Wanneer de lidstaten de in de eerste alinea bedoelde bepalingen aannemen, wordt in die bepalingen naar de onderhavige richtlijn verwezen of wordt hiernaar verwezen bij de officiële bekendmaking van die bepalingen. De regels voor deze verwijzing worden vastgesteld door de lidstaten.

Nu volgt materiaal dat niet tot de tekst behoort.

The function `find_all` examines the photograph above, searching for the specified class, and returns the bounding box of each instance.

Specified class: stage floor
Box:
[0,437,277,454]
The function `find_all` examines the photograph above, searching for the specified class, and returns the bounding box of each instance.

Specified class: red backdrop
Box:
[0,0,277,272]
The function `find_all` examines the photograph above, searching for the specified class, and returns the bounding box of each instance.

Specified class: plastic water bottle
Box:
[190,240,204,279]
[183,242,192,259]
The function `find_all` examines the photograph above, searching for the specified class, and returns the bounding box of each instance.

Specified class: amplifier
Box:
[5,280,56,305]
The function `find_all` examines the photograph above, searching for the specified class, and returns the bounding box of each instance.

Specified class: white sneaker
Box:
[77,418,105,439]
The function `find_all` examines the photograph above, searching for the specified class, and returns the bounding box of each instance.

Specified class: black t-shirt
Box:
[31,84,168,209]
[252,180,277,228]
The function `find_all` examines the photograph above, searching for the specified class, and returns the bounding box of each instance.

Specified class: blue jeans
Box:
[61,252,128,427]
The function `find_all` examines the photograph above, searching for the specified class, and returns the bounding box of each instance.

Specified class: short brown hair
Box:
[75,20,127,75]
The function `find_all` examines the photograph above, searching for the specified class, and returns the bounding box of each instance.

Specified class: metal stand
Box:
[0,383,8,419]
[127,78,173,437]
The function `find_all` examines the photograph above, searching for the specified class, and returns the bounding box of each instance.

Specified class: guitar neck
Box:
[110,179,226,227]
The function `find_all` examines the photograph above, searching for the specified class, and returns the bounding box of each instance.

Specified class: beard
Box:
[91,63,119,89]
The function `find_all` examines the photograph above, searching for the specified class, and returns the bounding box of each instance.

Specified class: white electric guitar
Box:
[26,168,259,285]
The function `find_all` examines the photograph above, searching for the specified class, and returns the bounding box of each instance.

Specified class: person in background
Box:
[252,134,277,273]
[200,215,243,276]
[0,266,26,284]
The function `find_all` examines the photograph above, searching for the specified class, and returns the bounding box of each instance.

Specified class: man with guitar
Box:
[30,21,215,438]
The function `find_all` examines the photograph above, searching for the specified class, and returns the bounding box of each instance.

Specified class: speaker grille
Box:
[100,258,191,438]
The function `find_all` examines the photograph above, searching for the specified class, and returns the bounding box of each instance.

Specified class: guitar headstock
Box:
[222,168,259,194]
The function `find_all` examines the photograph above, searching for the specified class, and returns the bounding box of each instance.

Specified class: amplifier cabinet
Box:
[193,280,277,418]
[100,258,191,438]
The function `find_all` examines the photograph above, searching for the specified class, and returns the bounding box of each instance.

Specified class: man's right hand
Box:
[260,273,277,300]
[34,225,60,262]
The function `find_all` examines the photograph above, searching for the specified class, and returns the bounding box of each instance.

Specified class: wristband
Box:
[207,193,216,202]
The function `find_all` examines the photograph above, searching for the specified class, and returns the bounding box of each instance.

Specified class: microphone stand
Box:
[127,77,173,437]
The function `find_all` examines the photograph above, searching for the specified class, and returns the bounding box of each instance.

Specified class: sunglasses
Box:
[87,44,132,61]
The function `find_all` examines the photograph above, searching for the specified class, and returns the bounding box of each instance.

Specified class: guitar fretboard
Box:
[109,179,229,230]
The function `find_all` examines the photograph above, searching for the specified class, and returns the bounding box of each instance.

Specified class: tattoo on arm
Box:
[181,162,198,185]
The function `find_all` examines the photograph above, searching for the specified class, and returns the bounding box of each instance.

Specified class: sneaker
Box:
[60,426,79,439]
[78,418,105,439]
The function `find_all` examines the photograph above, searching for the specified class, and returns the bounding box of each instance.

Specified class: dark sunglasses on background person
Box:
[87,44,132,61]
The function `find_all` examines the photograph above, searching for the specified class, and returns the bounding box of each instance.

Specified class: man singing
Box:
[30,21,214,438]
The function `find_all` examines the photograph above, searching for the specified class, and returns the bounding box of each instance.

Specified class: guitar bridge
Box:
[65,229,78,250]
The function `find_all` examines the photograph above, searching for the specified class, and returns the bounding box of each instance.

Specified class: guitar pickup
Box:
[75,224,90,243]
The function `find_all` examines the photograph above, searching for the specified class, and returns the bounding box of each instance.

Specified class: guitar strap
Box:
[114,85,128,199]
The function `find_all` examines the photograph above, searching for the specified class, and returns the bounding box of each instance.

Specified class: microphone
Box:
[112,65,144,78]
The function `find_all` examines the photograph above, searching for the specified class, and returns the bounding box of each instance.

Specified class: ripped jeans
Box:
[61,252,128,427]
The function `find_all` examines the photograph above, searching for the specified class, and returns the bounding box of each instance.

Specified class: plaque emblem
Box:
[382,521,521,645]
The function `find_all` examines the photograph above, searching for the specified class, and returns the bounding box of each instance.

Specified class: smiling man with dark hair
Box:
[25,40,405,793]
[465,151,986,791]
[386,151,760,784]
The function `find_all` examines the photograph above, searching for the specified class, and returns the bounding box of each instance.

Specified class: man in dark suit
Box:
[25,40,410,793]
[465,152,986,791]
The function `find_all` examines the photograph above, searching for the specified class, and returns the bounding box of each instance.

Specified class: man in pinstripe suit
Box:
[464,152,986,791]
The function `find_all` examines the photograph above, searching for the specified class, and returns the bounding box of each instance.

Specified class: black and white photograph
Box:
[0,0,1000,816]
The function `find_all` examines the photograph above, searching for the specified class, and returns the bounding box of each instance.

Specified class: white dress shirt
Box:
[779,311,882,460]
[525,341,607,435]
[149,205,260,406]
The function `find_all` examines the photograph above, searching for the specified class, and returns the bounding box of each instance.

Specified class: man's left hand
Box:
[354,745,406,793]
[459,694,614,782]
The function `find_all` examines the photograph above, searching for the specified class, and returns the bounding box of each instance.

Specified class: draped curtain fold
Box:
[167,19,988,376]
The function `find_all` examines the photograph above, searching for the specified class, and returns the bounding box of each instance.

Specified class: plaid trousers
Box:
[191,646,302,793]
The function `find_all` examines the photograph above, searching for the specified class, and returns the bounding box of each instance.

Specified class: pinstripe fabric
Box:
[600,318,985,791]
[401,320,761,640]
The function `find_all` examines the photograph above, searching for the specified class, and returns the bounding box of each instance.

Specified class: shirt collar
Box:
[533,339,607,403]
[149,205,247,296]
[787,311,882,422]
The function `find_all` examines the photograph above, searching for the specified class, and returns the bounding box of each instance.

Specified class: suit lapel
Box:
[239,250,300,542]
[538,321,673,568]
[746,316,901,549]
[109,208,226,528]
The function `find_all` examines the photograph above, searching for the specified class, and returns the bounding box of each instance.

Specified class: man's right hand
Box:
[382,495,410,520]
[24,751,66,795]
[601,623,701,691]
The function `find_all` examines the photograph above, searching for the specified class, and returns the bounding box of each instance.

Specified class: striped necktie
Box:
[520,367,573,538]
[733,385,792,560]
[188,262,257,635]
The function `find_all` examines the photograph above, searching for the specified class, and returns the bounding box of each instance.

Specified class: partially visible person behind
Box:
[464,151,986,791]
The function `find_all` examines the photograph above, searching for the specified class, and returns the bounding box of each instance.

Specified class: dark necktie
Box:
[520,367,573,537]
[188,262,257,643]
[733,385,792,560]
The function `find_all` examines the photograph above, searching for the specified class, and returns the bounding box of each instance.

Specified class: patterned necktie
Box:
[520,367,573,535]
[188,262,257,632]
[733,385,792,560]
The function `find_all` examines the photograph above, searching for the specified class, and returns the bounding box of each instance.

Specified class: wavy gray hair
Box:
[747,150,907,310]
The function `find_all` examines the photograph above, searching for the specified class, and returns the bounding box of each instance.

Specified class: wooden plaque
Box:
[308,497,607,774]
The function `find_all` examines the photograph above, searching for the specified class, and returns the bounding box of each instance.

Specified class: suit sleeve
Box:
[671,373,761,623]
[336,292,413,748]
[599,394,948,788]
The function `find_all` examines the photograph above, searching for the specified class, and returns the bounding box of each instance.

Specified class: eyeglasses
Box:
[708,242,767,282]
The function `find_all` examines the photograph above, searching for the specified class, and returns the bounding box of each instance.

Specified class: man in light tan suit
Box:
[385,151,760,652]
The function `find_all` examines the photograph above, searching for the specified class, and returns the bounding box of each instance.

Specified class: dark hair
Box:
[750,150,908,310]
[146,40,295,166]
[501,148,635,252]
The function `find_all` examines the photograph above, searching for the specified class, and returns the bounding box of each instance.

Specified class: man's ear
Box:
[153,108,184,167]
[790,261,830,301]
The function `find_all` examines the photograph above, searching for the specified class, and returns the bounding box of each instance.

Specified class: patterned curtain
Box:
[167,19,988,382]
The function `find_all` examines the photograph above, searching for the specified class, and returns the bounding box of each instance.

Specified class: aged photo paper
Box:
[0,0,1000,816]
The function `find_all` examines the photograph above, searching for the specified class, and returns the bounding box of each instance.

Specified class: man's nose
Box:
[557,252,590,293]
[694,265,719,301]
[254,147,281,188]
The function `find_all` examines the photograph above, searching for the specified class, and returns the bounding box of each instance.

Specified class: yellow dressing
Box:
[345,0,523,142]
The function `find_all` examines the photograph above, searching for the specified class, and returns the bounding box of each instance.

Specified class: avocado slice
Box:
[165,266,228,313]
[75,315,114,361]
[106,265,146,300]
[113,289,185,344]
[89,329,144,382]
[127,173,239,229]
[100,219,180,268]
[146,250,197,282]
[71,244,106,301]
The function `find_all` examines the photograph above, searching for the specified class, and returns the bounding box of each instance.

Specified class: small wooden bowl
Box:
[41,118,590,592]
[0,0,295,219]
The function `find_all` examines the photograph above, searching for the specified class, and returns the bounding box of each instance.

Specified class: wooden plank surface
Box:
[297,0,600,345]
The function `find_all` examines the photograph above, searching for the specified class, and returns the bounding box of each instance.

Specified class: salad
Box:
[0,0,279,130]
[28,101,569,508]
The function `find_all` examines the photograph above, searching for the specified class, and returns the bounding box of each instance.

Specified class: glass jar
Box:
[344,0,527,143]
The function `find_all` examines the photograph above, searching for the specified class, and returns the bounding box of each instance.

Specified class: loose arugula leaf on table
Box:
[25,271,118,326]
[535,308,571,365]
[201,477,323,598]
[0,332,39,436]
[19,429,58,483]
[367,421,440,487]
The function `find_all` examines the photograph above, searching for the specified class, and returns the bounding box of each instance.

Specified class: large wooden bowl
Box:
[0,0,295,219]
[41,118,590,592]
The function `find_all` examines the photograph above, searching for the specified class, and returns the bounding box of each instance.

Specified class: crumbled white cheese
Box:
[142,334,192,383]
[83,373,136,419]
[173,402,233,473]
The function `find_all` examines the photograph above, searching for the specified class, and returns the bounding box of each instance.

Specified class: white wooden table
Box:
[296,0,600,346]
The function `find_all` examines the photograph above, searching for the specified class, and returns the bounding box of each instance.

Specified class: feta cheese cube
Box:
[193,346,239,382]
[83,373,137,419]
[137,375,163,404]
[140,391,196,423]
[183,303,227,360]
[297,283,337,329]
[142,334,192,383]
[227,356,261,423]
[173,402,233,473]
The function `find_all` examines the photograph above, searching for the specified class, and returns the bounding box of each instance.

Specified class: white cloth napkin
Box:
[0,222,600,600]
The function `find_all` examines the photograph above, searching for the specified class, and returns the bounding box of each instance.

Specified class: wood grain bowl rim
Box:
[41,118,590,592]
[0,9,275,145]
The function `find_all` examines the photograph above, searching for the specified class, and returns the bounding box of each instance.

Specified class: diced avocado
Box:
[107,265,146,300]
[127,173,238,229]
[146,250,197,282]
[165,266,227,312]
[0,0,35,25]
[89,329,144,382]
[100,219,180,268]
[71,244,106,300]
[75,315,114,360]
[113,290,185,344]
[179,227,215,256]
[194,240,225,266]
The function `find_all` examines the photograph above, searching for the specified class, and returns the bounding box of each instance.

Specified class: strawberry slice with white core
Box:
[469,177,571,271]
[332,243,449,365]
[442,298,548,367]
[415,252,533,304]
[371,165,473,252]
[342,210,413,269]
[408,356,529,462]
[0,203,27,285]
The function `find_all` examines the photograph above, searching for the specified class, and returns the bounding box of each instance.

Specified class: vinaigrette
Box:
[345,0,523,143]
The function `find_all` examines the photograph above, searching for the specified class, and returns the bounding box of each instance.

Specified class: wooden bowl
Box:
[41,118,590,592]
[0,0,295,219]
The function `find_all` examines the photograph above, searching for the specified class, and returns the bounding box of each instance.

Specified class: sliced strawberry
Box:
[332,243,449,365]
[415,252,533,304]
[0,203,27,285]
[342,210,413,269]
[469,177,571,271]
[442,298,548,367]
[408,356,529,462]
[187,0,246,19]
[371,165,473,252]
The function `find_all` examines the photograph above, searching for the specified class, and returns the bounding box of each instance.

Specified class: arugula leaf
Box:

2. De lidstaten delen de Commissie de tekst mede van de belangrijke bepalingen van intern recht die zij op het onder deze richtlijn vallende gebied vaststellen.

Artikel 3

Deze richtlijn treedt in werking op de dag van haar bekendmaking in het Publicatieblad van de Europese Gemeenschappen.

Artikel 4

Deze richtlijn is gericht tot de lidstaten.

Gedaan te Luxemburg, 22 juni 1998.

Voor het Europees Parlement

De Voorzitter

J. M. GIL-ROBLES

Voor de Raad

De Voorzitter

J. CUNNINGHAM

(1) PB C 114 van 19.4.1996, blz. 9.

(2) PB C 30 van 30.1.1997, blz. 99.

(3) Advies van het Europees Parlement van 17 september 1996 (PB C 320 van 28.10.1996, blz. 26), gemeenschappelijk standpunt van de Raad van 9 maart 1998 (PB C 135 van 30.4.1998, blz. 1) en besluit van het Europees Parlement van 30 april 1998 (PB C 152 van 18.5.1998). Besluit van de Raad van 19 mei 1998.

(4) PB L 386 van 30.12.1989, blz. 14. Richtlijn laatstelijk gewijzigd bij Richtlijn 96/10/EG (PB L 85 van 3.4.1996, blz. 17).